All preserved chimeric genes where dN and dS estimates are available show strong constraint in amino acid substitutions on multiple branches of the tree, suggesting that chimeras are not entirely functionally redundant with their parental sequences. One chimera, CG31688 may show signs of higher substitution rates on the most recent branches, although alignment is ambiguous for short sections of the gene in D. simulans and D. sechellia possibly inflating dS. The gene still displays constraint on all ancestral branches.
The methods we used to identify chimeric genes are biased against new genes that subsequently duplicate to form their own gene families.

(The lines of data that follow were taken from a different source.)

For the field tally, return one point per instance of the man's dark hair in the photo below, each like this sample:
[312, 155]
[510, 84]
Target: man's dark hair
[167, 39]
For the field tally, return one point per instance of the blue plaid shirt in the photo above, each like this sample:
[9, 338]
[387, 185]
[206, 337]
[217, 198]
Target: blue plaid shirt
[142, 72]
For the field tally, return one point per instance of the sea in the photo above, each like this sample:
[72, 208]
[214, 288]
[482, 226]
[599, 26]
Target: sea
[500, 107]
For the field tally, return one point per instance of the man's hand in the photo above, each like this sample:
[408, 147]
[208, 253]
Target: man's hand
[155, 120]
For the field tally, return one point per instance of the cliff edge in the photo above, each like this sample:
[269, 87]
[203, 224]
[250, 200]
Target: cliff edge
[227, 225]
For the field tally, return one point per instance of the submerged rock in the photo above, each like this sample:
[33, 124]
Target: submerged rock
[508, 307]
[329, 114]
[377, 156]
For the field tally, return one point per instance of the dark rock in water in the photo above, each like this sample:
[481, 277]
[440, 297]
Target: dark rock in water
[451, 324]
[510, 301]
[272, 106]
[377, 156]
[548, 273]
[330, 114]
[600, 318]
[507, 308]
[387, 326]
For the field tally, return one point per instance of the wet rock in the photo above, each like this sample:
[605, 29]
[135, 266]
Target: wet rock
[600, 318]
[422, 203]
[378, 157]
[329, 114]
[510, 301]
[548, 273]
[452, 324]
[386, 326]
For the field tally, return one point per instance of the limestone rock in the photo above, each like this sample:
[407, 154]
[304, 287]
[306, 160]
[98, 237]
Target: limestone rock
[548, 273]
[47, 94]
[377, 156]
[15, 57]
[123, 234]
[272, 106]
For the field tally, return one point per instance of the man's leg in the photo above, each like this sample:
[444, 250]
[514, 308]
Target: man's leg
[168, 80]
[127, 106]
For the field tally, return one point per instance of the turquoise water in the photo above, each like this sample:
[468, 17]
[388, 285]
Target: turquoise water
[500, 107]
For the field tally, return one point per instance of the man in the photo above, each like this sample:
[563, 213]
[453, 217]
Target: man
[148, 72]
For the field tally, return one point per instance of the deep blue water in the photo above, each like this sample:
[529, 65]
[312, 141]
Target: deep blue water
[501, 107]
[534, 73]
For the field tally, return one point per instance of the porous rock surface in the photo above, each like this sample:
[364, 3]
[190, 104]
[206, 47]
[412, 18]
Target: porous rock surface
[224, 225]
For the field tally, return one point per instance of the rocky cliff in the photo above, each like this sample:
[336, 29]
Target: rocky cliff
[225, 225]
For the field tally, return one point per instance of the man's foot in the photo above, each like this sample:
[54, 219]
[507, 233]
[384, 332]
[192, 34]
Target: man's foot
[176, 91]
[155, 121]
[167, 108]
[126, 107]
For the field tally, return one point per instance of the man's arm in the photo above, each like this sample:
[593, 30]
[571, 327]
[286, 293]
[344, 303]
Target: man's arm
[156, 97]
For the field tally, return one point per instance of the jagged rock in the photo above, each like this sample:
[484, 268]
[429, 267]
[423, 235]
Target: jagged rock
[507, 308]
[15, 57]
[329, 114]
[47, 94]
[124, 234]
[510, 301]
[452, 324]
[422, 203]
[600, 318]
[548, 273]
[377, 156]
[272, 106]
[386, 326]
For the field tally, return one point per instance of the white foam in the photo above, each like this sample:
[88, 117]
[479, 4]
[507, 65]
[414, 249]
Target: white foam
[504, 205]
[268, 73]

As such, adaptive chimeric genes that have proliferated within the genome may be underrepresented, partially explaining the discordance. We modified our search of chimeric genes to allow for subsequent duplication and found that all of the older chimeric genes still form from highly similar parents (supplementary text, Supplementary Material online). Hence, the disparity is not due to this particular aspect of our chimeric gene identification methods.
If the formation of chimeric genes is indeed a key contributor to adaptive evolution, then we should observe signals of positive selection surrounding the youngest chimeric genes. After selective sweeps, where a favored sequence spreads quickly through the population, we should observe statistical signals that include reduced nucleotide diversity and highly skewed site frequency spectra (Tajima 1989).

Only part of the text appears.